February 21 2010
Much as I adore jewels and gems, I’ve always fought shy of gemology, thinking it too cold and calculating, scientific and mathematical, even, dare I say it, anorak-ish. Instead I’ve picked up fragments of information, teaching myself as I’ve gone along. So when I was invited to a gemology morning, organised by the enterprising jewellery boutique Astley Clarke, I thought it could be the ideal way to flesh out my knowledge in a cosy, easy-going atmosphere. Or at least, to feel the fear and do it anyway.
The informal seminar, the first in a series to be offered to clients, in groups a maximum of 20 people, is given by Eric Emms, Hatton Garden gemologist with some 30 years’ experience, who manages to entertain and educate at the same time. I liked the way he mixed emotion, myth and magic into the facts about mining, sources, and dwindling resources, cutting and polishing, valuations, the characteristics and qualities of different gemstones, using the huge array of coloured gems that have become the signature of Astley Clarke collections.

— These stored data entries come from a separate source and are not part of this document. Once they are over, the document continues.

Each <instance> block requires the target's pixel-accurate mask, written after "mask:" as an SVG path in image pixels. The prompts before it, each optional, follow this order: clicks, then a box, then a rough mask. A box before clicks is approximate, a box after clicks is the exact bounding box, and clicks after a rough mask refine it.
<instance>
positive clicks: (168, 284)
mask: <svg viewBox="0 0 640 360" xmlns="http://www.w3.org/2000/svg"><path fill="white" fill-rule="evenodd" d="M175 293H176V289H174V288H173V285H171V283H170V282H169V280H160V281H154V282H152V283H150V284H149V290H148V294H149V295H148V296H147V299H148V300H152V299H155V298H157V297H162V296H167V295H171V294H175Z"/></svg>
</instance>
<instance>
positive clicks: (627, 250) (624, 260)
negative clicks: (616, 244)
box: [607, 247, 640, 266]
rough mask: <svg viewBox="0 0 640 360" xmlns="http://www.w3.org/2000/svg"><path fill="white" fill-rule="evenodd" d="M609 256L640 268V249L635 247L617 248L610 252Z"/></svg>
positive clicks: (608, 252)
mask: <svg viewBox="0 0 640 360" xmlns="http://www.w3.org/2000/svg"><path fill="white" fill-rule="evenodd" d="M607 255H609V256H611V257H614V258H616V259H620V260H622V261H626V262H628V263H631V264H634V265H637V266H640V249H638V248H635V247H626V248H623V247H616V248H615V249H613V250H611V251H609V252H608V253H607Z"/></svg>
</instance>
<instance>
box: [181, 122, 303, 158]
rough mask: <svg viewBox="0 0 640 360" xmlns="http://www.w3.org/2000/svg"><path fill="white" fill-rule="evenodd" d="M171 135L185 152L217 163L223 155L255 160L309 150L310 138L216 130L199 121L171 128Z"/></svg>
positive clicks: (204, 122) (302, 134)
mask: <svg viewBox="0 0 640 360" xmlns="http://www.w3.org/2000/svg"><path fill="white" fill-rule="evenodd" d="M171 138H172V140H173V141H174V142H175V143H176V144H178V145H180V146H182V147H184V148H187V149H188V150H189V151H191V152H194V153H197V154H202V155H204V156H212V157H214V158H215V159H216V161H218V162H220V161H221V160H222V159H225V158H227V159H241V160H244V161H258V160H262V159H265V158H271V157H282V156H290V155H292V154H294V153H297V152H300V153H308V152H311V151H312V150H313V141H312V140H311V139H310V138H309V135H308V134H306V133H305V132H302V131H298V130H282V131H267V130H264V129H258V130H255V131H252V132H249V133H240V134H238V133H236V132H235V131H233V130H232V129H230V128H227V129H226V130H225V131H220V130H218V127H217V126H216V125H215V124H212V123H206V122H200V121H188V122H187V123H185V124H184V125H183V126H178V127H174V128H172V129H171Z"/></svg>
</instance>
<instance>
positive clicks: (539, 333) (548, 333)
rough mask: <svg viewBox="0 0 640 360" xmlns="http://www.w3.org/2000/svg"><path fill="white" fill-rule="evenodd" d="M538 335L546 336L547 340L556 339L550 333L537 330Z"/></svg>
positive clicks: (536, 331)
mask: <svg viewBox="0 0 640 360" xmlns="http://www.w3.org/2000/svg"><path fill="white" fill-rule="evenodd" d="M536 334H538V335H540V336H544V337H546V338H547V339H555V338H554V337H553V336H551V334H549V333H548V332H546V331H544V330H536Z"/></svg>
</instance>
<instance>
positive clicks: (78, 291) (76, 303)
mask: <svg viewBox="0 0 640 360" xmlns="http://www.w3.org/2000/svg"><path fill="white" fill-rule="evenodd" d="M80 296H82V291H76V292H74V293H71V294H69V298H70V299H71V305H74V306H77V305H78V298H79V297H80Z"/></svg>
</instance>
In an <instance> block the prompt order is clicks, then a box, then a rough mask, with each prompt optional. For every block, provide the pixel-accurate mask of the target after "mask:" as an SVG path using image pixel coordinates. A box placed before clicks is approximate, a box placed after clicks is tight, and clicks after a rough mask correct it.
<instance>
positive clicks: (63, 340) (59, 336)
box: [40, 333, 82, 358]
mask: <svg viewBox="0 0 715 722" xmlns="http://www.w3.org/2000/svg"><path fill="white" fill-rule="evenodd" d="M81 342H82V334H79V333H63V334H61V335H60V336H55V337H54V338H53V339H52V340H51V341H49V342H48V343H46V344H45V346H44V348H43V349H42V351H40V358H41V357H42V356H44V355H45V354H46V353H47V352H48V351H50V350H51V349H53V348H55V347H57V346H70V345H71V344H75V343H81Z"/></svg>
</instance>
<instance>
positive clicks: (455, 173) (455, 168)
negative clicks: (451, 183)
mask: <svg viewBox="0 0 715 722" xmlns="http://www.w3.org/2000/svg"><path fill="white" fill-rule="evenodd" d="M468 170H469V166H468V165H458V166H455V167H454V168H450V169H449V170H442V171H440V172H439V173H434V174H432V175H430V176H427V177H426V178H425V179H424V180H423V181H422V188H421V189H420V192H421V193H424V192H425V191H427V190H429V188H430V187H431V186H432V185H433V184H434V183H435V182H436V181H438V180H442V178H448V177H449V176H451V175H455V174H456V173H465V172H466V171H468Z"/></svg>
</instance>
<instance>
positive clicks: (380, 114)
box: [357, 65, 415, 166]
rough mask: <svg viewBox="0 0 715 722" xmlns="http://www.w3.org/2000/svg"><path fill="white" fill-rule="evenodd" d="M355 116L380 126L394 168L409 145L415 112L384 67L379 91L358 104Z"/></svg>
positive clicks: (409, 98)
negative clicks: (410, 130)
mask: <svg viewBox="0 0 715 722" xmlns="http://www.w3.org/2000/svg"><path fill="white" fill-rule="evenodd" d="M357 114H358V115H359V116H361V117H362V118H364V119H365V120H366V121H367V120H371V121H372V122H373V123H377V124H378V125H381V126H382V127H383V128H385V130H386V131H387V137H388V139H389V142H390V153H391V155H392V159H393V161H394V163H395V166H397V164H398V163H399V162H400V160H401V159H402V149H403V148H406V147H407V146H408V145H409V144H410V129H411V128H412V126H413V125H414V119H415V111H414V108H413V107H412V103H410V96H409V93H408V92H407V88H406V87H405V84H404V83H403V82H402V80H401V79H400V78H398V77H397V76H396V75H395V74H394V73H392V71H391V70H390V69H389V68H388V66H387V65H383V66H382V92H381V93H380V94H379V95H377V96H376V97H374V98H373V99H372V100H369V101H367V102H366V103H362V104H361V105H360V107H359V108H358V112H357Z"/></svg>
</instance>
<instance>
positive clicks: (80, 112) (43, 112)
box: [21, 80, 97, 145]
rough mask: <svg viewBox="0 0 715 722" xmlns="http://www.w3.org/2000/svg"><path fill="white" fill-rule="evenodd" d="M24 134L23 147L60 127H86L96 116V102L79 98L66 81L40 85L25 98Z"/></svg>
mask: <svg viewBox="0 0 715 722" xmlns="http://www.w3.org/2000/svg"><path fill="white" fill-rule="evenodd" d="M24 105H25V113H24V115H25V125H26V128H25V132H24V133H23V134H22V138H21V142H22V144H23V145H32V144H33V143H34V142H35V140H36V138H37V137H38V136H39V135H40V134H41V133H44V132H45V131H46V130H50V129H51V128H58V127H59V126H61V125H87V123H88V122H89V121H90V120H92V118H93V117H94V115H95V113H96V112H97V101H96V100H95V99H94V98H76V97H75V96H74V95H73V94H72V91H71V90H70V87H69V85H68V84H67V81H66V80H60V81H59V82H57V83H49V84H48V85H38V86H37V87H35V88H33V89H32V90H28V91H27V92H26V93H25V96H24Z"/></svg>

Enjoyably, and without the use of tables of numbers or refractive indices, the seminar – held in Astley Clarke’s London headquarters (pictured) – helped me consolidate my understanding of the different families of gems, their colour nuances, optical effects and varying brilliance. I loved learning about the inner lives of gems, the way light behaves in a stone, and perhaps most of all I came to appreciate the individuality of colour in gemstones; that their beauty and value are subjective, personal, and that understanding them is an art.
The next Astley Clarke gemology morning is on March 25.